Ironically, they announced their goals to a select group of invited attendees, thus immediately reducing the validity of their statement. They have called their new group the Thoroughbred Safety Coalition and it joins numerous other groups in American racing that often are at odds with one another. However, leaders have emphasised that since their individual organisations represent more than 85% of graded stakes racing in America, they have the clout to initiate change. “We want the sport to live on for generations to come, and that is only possible with all of us working together to ensure that the safety and well being of our athletes is our top priority,” said Drew Fleming, the new president of Breeders’ Cup. “We are passionate about these animals and this sport, and we are committed to working with our partners to ensure that together we are making sound and responsible decisions on behalf of our athletes, our fans and the racing community,” said Kevin Flanery, Churchill Downs’ racetrack president.
“We are implementing significant measures across the sport, from the quality of our track surfaces to ensuring horses are fit to run each and every time through medication reforms and enhanced veterinary examinations,” said Keeneland President Bill Thomason. “There is no single solution and we are committed to finding the right answers, wherever that may lead us.” Among changes advocated for American racing by the coalition are: longer withdrawal times for corticosteroids and non steroidal anti inflammatory drugs and the prohibition of the concurrent use of multiple NSAIDs and corticosteroids; random out of competition testing; mandatory necropsies on all fatally injured or ill horses; uniform riding crop rules; creation of an electronic veterinary reporting system and database, and creation of a racing safety steward position in all jurisdictions.
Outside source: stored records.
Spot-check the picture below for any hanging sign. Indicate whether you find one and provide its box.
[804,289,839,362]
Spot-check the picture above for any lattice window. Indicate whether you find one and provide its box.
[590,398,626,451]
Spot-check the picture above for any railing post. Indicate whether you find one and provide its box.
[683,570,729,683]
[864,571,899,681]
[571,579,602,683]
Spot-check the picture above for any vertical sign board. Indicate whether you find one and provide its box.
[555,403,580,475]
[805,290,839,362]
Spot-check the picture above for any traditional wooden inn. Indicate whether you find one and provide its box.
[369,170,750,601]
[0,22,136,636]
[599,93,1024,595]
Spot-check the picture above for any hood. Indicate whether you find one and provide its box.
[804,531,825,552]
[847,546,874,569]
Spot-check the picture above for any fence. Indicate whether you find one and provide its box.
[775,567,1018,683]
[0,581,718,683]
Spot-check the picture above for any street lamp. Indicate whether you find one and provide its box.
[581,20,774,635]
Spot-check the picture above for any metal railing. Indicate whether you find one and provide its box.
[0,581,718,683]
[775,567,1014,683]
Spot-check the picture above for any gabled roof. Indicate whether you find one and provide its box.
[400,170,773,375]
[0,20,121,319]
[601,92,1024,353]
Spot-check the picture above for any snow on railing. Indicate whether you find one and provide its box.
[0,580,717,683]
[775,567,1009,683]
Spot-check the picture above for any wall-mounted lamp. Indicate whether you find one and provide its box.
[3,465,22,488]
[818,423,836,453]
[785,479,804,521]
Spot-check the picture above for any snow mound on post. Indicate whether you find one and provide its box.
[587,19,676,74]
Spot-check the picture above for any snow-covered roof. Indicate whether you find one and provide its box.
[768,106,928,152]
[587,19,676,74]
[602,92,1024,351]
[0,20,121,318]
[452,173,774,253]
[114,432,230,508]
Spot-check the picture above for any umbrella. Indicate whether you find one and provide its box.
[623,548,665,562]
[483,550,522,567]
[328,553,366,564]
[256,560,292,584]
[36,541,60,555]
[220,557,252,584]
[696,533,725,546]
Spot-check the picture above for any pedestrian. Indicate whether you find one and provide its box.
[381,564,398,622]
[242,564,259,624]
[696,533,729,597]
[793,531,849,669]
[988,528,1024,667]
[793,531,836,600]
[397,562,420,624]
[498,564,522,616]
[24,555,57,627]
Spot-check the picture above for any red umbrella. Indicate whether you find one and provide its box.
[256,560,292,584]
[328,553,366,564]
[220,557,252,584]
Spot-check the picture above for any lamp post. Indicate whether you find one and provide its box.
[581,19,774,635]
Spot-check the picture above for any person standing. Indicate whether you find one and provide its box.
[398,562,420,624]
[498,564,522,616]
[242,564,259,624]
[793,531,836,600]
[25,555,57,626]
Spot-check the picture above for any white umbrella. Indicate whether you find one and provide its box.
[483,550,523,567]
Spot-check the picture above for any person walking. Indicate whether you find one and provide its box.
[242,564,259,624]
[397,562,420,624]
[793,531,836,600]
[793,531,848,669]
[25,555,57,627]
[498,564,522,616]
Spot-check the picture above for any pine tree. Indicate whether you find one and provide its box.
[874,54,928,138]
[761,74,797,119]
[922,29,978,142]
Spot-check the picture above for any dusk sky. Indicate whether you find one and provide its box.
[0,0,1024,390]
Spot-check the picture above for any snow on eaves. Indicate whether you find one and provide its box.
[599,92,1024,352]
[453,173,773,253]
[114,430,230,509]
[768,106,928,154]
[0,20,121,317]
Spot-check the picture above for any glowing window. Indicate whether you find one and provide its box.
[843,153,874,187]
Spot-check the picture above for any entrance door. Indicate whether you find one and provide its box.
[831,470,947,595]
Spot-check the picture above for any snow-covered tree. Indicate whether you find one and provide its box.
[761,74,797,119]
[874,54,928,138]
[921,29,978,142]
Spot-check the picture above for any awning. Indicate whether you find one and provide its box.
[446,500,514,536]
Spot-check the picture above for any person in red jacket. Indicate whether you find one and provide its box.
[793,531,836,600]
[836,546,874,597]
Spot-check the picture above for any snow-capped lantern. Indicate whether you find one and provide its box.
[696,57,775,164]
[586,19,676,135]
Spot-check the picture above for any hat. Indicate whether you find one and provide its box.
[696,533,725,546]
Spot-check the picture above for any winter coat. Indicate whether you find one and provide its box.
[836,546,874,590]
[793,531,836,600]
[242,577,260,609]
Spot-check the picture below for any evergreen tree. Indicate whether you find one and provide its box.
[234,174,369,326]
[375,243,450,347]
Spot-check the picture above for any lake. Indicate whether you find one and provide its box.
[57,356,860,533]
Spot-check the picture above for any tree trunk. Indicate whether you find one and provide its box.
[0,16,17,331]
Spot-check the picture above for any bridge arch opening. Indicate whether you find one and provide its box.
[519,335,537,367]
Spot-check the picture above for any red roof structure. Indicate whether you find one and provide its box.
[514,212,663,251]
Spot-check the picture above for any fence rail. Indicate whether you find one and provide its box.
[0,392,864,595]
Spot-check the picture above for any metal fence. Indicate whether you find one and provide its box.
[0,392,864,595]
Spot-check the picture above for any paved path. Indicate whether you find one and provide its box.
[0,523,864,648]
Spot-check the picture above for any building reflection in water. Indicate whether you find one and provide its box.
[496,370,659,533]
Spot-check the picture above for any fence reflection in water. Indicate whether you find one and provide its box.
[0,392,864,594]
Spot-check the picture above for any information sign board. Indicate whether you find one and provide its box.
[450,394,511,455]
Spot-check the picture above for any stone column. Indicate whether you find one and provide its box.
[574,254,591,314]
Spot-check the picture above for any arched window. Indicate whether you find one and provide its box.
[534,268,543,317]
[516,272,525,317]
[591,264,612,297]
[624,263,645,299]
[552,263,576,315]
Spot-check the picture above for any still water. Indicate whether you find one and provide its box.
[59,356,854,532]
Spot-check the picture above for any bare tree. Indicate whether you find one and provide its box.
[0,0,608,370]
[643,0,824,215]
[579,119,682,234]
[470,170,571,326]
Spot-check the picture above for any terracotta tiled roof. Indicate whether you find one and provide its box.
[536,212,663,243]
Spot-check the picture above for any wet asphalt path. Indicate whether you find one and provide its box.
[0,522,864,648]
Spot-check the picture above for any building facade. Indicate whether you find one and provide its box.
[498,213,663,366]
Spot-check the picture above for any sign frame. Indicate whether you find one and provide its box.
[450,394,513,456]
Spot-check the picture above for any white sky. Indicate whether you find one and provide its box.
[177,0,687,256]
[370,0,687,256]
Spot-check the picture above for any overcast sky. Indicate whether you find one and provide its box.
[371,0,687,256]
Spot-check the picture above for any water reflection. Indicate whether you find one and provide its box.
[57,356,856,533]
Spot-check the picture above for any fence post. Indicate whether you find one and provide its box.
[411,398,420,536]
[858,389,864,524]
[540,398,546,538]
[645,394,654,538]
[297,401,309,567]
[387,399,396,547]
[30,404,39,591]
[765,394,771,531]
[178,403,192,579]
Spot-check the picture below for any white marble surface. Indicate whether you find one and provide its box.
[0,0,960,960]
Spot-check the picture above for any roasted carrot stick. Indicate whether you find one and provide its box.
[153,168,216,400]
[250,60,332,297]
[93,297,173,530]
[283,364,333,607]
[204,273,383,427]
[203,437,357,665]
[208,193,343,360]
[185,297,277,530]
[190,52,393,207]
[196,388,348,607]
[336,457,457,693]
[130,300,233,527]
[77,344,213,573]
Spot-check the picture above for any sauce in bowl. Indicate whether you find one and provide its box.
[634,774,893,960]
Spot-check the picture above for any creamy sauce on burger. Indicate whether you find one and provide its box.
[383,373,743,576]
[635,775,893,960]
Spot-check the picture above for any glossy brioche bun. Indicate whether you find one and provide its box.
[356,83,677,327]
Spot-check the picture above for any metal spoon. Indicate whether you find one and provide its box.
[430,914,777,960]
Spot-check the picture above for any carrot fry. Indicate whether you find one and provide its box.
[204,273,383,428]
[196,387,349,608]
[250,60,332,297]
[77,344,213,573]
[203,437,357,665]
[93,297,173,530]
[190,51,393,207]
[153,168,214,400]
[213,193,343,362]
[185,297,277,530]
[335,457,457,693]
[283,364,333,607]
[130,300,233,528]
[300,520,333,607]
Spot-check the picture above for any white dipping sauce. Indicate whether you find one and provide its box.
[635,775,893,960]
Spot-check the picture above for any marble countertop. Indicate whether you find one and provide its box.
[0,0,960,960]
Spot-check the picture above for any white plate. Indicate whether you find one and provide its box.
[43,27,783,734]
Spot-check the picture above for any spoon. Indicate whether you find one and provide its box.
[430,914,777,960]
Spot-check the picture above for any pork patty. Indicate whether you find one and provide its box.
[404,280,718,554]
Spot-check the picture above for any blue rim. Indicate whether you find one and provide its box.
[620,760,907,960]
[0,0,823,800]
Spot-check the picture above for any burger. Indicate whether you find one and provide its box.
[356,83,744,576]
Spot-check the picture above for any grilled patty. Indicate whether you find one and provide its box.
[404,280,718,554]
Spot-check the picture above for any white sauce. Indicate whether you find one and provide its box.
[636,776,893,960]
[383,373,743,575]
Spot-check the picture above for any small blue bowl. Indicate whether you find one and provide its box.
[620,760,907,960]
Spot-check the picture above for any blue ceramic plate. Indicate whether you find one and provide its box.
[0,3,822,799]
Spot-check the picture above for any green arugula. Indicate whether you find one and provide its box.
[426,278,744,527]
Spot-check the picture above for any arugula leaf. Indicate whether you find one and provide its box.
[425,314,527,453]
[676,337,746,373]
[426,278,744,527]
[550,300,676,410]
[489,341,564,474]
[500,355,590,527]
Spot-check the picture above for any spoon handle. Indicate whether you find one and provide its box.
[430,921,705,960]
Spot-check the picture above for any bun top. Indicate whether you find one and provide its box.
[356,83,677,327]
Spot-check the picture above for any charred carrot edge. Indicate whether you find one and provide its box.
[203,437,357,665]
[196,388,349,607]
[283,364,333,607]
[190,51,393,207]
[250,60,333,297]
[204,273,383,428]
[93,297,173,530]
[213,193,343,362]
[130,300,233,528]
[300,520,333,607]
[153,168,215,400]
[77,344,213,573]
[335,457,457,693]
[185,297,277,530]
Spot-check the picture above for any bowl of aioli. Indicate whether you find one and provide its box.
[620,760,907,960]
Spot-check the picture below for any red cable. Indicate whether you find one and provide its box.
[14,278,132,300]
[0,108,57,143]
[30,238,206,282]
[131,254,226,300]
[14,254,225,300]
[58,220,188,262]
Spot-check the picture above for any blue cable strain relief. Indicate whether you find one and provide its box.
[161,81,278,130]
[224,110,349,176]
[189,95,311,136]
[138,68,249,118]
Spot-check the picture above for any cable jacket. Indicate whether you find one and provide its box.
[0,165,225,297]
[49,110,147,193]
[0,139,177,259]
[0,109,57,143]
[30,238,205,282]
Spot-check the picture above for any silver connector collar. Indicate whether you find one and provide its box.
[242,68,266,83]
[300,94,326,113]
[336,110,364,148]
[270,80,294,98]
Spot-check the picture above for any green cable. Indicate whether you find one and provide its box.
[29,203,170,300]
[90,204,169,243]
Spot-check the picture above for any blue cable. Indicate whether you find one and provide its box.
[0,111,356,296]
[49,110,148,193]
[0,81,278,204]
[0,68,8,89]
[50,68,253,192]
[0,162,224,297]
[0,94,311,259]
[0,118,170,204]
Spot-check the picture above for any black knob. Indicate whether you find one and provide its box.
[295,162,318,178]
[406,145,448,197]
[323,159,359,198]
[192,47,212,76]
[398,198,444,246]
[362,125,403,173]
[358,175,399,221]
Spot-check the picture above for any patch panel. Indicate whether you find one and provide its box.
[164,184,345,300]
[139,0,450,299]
The coalition did not address the raceday use of Lasix, allowed in America but forbidden by other major racing jurisdictions worldwide. “The Thoroughbred horse racing industry has reached a watershed moment where unprecedented reforms touching all areas of the sport must continue to be advanced and implemented,” declared Craig Fravel, former Breeders’ Cup president and now chief executive of racing for The Stronach Group. While it is apparently too late for California Chrome, hopefully the watershed moment will lead to more sensitivity as to the long term care of high profile horses. In this regard, the Maktoums have set an outstanding example while ensuring that their superior runners, such as Fantastic Light and Swain, receive the lifelong appreciation that they so richly deserve. Hopefully, to polish racing’s darkened image with the public and simply because it is the right thing to do, more owners and breeders will follow their lead.